I know Haskell a little bit, and I wonder if it\'s possible to write something like a matrix-matrix product in Haskell that is all of the following:
There are two angles to attack this problem on.
Research, along these lines, is ongoing. Now, there are plenty of Haskell programmers who are smarter than me; a fact I am constantly reminded of and humbled by. One of them may come by and correct me, but I don't know of any simple way to compose safe Haskell primitives into a top-of-the-line matrix multiplication routine. Those papers that you talk about sound like a good start.
However, I'm not a computer science researcher. I wonder if it's possible to keep simple things simple in Haskell.
If you cite those papers, maybe we could help decipher them.
Software engineering, along these lines, is well-understood, straightforward, and even easy. A savvy Haskell coder would use a thin wrapper around BLAS, or look for such a wrapper in Hackage.
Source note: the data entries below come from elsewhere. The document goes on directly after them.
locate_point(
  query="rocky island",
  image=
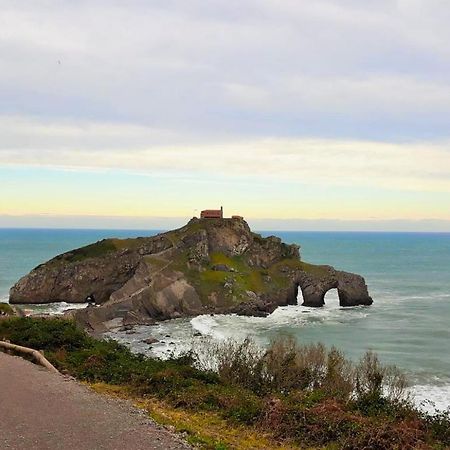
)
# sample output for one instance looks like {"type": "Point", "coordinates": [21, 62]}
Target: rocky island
{"type": "Point", "coordinates": [211, 265]}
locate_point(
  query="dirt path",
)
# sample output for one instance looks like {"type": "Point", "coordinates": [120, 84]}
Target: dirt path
{"type": "Point", "coordinates": [44, 411]}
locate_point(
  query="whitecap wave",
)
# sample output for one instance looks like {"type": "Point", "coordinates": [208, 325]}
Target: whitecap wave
{"type": "Point", "coordinates": [431, 398]}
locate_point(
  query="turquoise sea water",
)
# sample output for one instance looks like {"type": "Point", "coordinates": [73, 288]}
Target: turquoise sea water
{"type": "Point", "coordinates": [408, 275]}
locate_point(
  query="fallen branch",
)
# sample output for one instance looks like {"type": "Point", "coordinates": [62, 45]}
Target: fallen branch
{"type": "Point", "coordinates": [38, 357]}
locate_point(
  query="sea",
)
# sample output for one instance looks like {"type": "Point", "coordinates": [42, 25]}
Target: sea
{"type": "Point", "coordinates": [408, 275]}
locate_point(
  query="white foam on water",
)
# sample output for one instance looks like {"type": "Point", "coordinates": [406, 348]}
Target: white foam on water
{"type": "Point", "coordinates": [431, 398]}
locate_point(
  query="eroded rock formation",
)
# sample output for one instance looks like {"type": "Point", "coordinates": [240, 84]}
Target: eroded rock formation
{"type": "Point", "coordinates": [207, 266]}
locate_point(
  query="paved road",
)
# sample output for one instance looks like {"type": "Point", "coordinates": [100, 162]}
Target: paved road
{"type": "Point", "coordinates": [44, 411]}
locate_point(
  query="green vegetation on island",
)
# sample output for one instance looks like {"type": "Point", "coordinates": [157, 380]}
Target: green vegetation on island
{"type": "Point", "coordinates": [237, 395]}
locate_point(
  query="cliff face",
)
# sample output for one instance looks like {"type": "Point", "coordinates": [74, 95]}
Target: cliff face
{"type": "Point", "coordinates": [209, 265]}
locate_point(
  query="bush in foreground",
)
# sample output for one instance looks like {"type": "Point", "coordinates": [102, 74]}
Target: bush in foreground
{"type": "Point", "coordinates": [305, 394]}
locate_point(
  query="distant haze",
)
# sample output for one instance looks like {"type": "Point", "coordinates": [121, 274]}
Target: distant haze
{"type": "Point", "coordinates": [323, 114]}
{"type": "Point", "coordinates": [167, 223]}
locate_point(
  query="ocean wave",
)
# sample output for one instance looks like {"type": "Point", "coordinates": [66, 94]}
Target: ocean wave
{"type": "Point", "coordinates": [440, 395]}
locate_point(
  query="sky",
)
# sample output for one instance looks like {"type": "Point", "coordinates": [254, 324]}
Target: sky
{"type": "Point", "coordinates": [324, 114]}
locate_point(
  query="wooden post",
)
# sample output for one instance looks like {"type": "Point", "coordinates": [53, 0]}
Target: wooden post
{"type": "Point", "coordinates": [38, 357]}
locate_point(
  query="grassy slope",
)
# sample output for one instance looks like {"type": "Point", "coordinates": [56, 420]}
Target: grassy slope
{"type": "Point", "coordinates": [220, 412]}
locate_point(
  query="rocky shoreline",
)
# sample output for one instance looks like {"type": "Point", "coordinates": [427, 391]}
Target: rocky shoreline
{"type": "Point", "coordinates": [207, 266]}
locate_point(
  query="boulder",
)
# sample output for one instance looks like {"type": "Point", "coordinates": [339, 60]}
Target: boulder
{"type": "Point", "coordinates": [208, 266]}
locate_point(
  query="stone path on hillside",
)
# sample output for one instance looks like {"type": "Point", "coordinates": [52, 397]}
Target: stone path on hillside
{"type": "Point", "coordinates": [40, 410]}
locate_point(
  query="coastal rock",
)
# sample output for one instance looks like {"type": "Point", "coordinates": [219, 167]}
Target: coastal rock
{"type": "Point", "coordinates": [207, 266]}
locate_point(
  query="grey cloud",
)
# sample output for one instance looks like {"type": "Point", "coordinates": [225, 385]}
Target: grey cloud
{"type": "Point", "coordinates": [375, 69]}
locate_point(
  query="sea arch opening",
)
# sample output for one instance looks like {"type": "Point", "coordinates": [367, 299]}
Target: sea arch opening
{"type": "Point", "coordinates": [331, 297]}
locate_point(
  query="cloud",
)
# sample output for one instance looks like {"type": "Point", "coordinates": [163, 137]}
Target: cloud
{"type": "Point", "coordinates": [366, 70]}
{"type": "Point", "coordinates": [104, 146]}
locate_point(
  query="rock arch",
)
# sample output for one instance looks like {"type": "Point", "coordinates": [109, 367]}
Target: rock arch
{"type": "Point", "coordinates": [352, 289]}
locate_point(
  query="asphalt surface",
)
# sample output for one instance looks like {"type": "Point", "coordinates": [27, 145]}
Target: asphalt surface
{"type": "Point", "coordinates": [40, 410]}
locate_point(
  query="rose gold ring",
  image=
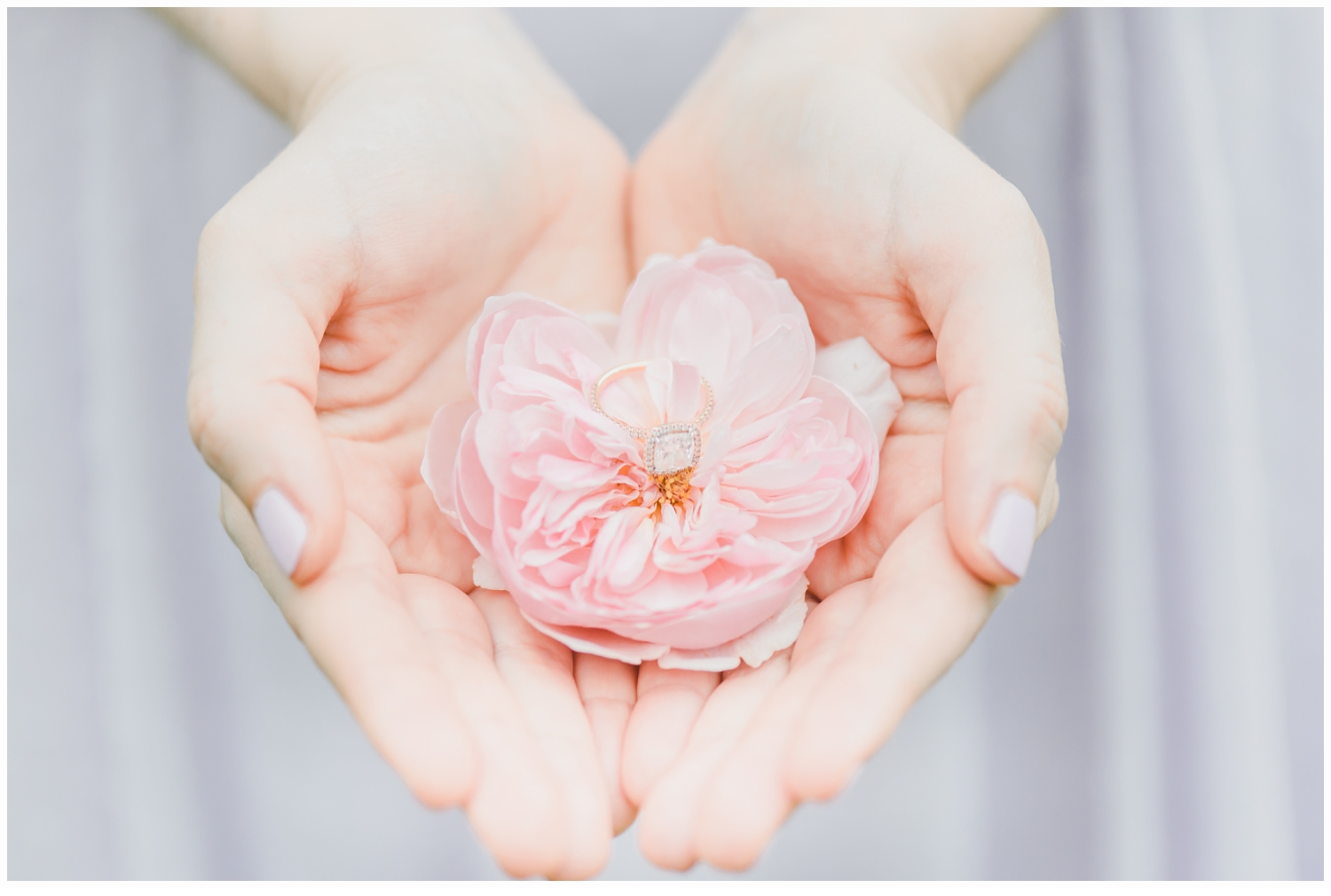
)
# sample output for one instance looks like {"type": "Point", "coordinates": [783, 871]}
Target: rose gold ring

Deciphering cutting-edge research is an ongoing process that shifts knowledge from the researchers to the engineers. It was a computer science researcher, C.A.R. Hoare, who first discovered quicksort and published a paper about it. Today, it is a rare computer science graduate who can't personally implement quicksort from memory (at least, those that graduated recently).
Almost this exact question has been asked in history a few times before.
Is it possible to write matrix arithmetic in Fortran that is as fast as assembly?
Is it possible to write matrix arithmetic in C that is as fast as Fortran?
Is it possible to write matrix arithmetic in Java that is as fast as C?
Is it possible to write matrix arithmetic in Haskell that is as fast as Java?
So far, the answer has always been, "not yet", followed by "close enough". The advances that make this possible come from improvements in writing code, improvements to compilers, and improvements in the programming language itself.
As a specific example, C was not able to surpass Fortran in many real-world applications until C99 compilers became widespread in the past decade. In Fortran, different arrays are assumed to have distinct storage from each other, whereas in C this is not generally the case. Fortran compilers were therefore permitted to make optimizations that C compilers could not. Well, not until C99 came out and you could add the restrict
qualifier to your code.
The Fortran compilers waited. Eventually the processors became complex enough that good assembly writing became more difficult, and the compilers became sophisticated enough that the Fortran was fast.
Then C programmers waited until the 2000s for the ability to write code that matched Fortran. Until that point, they used libraries written in Fortran or assembler (or both), or put up with the reduced speed.
The Java programers, likewise, had to wait for JIT compilers, and had to wait for specific optimizations to appear. JIT compilers were originally an esoteric research concept until they became a part of daily life. Bounds checking optimization was also necessary in order to avoid a test and branch for every array access.
So, it is clear the Haskell programmers are "waiting", just like the Java, C, and Fortran programmers before them. What are we waiting for?
Maybe we're just waiting for someone to write the code, and show us how it's done.
Maybe we're waiting for the compilers to get better.
Maybe we're waiting for an update to the Haskell language itself.
And maybe we're waiting for some combination of the above.
Purity and monads get conflated a lot in Haskell. The reason for this is because in Haskell, impure functions always use the IO
monad. For example, the State
monad is 100% pure. So when you say, "pure" and "type signature does not use the State
monad", those are actually completely independent and separate requirements.
However, you can also use the IO
monad in the implementation of pure functions, and in fact, it's quite easy:
addSix :: Int -> Int
addSix n = unsafePerformIO $ return (n + 6)
Okay, yes, that's a stupid function, but it is pure. It's even obviously pure. The test for purity is twofold:
Does it give the same result for the same inputs? Yes.
Does it produce any semantically significant side effects? No.
The reason we like purity is because pure functions are easier to compose and manipulate than impure functions are. How they're implemented doesn't matter as much. I don't know if you're aware of this, but Integer
and ByteString
are both basically wrappers around impure C functions, even though the interface is pure. (There's work on a new implementation of Integer
, I don't know how far it is.)
The question is whether Haskell's approach (purity encoded in the type system) is compatible with efficiency, memory-safety and simplicity.
The answer to that part is "yes", since we can take simple functions from BLAS and put them in a pure, type-safe wrapper. The wrapper's type encodes the safety of the function, even though the Haskell compiler is unable to prove that the function's implementation is pure. Our use of unsafePerformIO
in its implementation is both an acknowledgement that we have proven the purity of the function, and it is also a concession that we couldn't figure out a way to express that proof in Haskell's type system.
But the answer is also "not yet", since I don't know how to implement the function entirely in Haskell as such.
Research in this area is ongoing. People are looking at proof systems like Coq and new languages like Agda, as well as developments in GHC itself. In order to see what kind of type system we'd need to prove that high-performance BLAS routines can be used safely. These tools can also be used with other languages like Java. For example, you could write a proof in Coq that your Java implementation is pure.
I apologize for the "yes and no" answer, but no other answer would recognize both the contributions of engineers (who care about "yes") and researchers (who care about "not yet").
P.S. Please cite the papers.